HarmoS sta irritando molti svizzeri. Da qualche mese in diversi cantoni si sono aperte le danze attorno all’Accordo intercantonale sull’armonizzazione della scuola obbligatoria – HarmoS, appunto – approvato un anno fa dalla Conferenza svizzera dei direttori cantonali della pubblica educazione (CDPE). A far discutere, per ora, è l’anticipo dell’età per iniziare la scuola obbligatoria, prescritto a quattro anni. L’iter per far sì che l’accordo vada in porto è ancora lungo e non certo privo d’intoppi. Intanto i diversi parlamenti lo dovranno approvare o respingere. Ma ovviamente dietro ogni voto vi sarà spesso in agguato il referendum. Ad esempio alcuni cantoni dovranno presto recarsi alle urne per assecondare il proprio parlamento, o per sconfessarlo.
Nel nostro cantone sembrava che l’anticipo dell’età obbligatoria per iniziare la scuola non dovesse porre problemi, dato che da noi c’è la possibilità già da decenni di iniziare anche prima, a tre anni. Tant’è vero che pressoché tutti i bimbi di quattro e cinque anni frequentano la scuola dell’infanzia, mentre quelli di tre anni, a volte non accolti per motivi di spazio, raggiungono in ogni caso percentuali di tutto rispetto. Eppure da qualche mese anche in Ticino ha cominciato a circolare qualche perplessità. Ma come – sembrano dire gli scettici – già lo Stato sottrae i figli alle famiglie a sei anni, e ora si vogliono addirittura aggiungere altri due anni di vincolo statale? Sembrerebbe insomma che questo continuo allungare le mani sui bambini per toglierli sempre più presto alle famiglie sia vissuto, almeno da taluni, come una pericolosa ingerenza nelle competenze dei genitori, che si vedrebbero sempre più impotenti nelle scelte educative dei propri figli.
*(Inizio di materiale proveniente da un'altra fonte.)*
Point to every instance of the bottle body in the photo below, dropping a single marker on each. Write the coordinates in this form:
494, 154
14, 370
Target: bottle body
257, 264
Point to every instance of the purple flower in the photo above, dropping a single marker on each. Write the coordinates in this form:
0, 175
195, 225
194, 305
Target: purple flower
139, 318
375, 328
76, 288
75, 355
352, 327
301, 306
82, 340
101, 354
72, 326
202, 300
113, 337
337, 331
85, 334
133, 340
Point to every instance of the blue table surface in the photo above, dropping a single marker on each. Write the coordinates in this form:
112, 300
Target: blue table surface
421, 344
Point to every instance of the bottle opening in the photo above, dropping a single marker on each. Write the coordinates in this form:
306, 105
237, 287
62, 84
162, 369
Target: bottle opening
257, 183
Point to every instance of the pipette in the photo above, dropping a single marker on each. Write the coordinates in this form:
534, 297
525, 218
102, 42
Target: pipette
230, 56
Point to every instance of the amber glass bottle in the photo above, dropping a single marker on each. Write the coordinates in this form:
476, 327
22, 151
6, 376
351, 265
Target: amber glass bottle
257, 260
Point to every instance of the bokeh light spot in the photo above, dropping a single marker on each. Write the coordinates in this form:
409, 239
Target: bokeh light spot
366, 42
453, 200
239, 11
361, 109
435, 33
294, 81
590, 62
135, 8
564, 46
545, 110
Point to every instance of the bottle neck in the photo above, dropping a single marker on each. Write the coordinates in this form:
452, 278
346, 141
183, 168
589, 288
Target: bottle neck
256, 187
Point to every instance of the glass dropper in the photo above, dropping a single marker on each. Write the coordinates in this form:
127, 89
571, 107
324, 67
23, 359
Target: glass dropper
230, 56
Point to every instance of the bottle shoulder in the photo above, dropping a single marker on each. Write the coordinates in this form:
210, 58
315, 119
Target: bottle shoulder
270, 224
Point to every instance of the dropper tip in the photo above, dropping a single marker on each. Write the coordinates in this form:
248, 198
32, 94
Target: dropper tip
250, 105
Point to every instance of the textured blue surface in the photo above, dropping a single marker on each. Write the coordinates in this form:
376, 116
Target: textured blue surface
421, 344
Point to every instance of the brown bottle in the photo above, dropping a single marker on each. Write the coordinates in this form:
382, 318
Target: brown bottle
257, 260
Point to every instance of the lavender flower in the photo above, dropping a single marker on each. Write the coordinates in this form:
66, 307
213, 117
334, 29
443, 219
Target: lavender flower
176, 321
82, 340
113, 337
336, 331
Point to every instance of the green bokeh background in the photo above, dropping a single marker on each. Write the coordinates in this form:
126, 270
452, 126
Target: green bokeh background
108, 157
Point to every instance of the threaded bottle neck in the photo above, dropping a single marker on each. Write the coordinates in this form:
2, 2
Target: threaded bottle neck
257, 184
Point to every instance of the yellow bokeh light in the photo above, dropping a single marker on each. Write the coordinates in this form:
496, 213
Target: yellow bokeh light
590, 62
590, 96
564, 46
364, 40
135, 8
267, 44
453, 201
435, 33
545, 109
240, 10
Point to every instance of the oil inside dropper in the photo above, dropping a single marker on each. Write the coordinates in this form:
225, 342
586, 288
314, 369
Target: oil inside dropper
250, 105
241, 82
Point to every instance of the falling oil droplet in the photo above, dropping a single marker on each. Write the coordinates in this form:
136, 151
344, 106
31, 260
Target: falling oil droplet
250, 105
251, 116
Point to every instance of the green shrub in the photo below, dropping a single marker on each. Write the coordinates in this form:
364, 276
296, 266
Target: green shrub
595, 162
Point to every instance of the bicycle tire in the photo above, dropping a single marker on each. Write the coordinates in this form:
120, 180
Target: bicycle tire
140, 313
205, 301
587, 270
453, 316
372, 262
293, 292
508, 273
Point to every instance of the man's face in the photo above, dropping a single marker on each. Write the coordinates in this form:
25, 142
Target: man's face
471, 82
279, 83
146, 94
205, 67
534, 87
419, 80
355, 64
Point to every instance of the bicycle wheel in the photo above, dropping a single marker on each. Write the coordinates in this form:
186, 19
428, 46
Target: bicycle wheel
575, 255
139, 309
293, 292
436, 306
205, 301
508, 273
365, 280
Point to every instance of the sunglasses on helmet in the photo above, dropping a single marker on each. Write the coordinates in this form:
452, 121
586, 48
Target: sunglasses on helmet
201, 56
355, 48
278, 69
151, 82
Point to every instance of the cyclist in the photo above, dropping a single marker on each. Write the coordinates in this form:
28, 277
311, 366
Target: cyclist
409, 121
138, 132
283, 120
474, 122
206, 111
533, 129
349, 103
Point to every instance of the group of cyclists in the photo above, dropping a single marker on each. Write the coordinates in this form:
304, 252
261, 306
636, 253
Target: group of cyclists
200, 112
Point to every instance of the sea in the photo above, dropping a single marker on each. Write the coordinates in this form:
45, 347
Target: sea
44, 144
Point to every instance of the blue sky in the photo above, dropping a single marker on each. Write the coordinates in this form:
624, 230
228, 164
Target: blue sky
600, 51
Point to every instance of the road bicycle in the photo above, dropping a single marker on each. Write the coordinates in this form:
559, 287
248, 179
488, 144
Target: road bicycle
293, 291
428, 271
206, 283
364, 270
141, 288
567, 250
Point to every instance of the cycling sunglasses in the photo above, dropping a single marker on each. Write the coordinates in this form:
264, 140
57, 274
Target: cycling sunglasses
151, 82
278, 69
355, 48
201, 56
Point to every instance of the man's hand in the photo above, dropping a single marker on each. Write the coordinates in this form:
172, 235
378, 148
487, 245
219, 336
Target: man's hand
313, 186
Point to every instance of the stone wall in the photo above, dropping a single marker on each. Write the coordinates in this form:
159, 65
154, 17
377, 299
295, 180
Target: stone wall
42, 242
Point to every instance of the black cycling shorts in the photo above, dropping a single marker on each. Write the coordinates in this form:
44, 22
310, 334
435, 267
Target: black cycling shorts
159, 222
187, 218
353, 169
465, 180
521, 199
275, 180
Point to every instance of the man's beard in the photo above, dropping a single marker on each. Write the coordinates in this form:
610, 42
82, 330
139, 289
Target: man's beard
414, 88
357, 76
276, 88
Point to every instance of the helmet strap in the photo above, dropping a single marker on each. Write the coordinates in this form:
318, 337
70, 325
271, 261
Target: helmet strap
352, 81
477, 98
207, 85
Per certi versi il dissenso, detto così, fila via liscia come l’olio. È pur vero che con sempre maggiore insistenza molti chiedono a gran voce che la cellula primaria della nostra società – la famiglia, appunto – torni a rivestire quel ruolo fondamentale per la costruzione di un sistema di valori ispirato alla migliore tradizione democratica (e per taluni anche cristiana). E non è certo allontanando i figli in tenerissima età dalla famiglia che si responsabilizzano padri e madri. Poi, dall’altra parte, numerosi studi in materia di educazione dicono che l’istruzione sempre più precoce è un importante investimento sul futuro di molti potenziali scienziati e letterati. Mancano comunque, almeno sino ad ora, prove sicure.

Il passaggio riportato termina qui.